Once upon a time, this blog was intended to document every little special thing that happened in our lives.
And then, our lives changed. Every little thing felt like such a big thing. It *is a big thing. It’s huge, and it’s exhausting, and it’s so special there aren’t words to put to it. And yet, in the scheme of things, it seems so normal I feel like it’s nothing to write about at all.
It’s been a long time since I’ve had internet access good enough to even try blogging. Mountain life, I suppose. And life has just happened – every day, something new, something huge or something small, it just keeps happening, and I can’t find the time or the need to put it into words.

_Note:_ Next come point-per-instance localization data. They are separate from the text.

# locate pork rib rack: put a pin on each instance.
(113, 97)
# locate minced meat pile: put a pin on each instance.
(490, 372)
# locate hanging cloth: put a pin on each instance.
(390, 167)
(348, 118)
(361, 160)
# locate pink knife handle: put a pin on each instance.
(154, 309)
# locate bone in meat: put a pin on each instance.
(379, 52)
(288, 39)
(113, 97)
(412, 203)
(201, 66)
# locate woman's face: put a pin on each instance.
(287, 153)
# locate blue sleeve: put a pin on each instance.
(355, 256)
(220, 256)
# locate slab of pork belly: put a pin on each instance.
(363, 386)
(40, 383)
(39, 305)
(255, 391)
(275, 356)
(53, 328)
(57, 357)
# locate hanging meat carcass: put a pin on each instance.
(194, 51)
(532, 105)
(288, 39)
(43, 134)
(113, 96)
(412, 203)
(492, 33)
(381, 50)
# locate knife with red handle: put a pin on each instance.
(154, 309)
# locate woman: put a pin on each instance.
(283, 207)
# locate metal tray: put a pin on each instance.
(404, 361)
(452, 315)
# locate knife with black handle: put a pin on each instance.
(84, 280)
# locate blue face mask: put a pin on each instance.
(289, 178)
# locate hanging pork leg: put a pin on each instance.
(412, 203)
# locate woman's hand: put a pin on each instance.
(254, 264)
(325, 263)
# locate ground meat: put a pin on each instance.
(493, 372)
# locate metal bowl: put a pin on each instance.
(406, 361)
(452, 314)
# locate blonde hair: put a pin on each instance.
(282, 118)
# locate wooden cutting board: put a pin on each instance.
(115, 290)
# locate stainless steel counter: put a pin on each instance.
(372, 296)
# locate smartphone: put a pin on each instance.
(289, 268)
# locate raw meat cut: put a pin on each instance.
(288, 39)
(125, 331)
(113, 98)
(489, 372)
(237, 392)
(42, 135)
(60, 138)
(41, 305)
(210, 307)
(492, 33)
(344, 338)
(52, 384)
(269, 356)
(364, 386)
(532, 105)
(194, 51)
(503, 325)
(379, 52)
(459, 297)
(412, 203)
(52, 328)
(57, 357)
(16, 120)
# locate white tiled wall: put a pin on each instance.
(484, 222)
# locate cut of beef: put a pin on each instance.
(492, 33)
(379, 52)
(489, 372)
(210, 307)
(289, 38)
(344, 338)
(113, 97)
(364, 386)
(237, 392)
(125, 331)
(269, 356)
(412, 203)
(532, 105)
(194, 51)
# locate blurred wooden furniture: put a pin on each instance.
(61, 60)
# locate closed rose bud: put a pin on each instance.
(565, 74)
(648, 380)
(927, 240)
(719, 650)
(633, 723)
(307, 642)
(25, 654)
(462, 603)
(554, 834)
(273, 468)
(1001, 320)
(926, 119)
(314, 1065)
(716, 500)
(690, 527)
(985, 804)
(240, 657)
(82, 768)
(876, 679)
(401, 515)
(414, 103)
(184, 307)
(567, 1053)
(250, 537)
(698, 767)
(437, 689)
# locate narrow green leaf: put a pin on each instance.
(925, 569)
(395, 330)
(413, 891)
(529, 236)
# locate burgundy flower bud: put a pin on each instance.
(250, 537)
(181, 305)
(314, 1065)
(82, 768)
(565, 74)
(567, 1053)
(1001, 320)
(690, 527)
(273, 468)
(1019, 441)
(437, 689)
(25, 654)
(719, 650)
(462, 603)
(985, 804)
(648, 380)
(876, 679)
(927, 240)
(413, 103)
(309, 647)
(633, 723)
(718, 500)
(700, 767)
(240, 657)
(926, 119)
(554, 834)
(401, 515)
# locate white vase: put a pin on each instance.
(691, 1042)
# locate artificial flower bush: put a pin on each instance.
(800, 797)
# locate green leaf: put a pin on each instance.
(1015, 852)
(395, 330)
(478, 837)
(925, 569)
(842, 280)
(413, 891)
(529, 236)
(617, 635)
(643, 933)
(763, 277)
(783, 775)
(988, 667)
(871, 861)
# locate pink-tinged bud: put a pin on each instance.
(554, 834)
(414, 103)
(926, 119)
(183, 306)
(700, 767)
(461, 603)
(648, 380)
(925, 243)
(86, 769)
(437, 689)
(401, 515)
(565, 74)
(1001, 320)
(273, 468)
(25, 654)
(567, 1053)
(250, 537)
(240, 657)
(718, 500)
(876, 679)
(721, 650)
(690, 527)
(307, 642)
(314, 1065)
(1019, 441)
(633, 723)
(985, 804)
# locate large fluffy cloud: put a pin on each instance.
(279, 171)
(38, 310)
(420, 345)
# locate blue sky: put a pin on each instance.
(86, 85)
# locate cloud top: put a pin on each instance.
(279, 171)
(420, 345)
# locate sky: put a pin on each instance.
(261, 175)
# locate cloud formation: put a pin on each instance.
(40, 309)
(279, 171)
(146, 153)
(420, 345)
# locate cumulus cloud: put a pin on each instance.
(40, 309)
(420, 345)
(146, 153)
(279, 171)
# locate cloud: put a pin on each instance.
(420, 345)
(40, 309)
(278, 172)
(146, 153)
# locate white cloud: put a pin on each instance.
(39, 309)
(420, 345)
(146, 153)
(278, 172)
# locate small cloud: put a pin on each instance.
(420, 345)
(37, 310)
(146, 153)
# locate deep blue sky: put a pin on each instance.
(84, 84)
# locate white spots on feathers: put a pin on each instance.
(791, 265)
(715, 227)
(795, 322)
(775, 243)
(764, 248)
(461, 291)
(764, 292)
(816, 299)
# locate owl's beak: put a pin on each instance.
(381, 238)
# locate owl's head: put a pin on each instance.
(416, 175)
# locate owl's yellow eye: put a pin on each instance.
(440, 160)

And then tonight. I sat down with Two Little Girls and we flipped through scrapbooks. The books I kept through their Little Years, telling the story of each simple day, rejoicing in the simplicity. And I realized how many special things really are happening, that I’m just not rejoicing in. The Little Things. That’s what this blog is about. It’s not about huge events. It’s not about teaching or sharing important things… it’s about writing the stories of Two Little Girls’ lives, for them to remember later, for them to know how special each day was. I don’t have to have a reason for writing stories. They are reason enough. The Little Things that make them special, in a huge world where nothing seems unique. They are special enough as they are, and it is my job as their mama to remind them of just that.
This is a beautiful life they are living. It seems so huge and significant, and yet so mundane at the same time. But it’s their life, and our life, and it’s special one. One I want to keep writing about, one I want them to remember.
So I’ll write it. Exciting or not, I’ll write the stories. The stories that today seem so mundane, but that tomorrow might seem so special to them. This isn’t for anyone but for Two Little Girls. For the days I don’t want them to forget.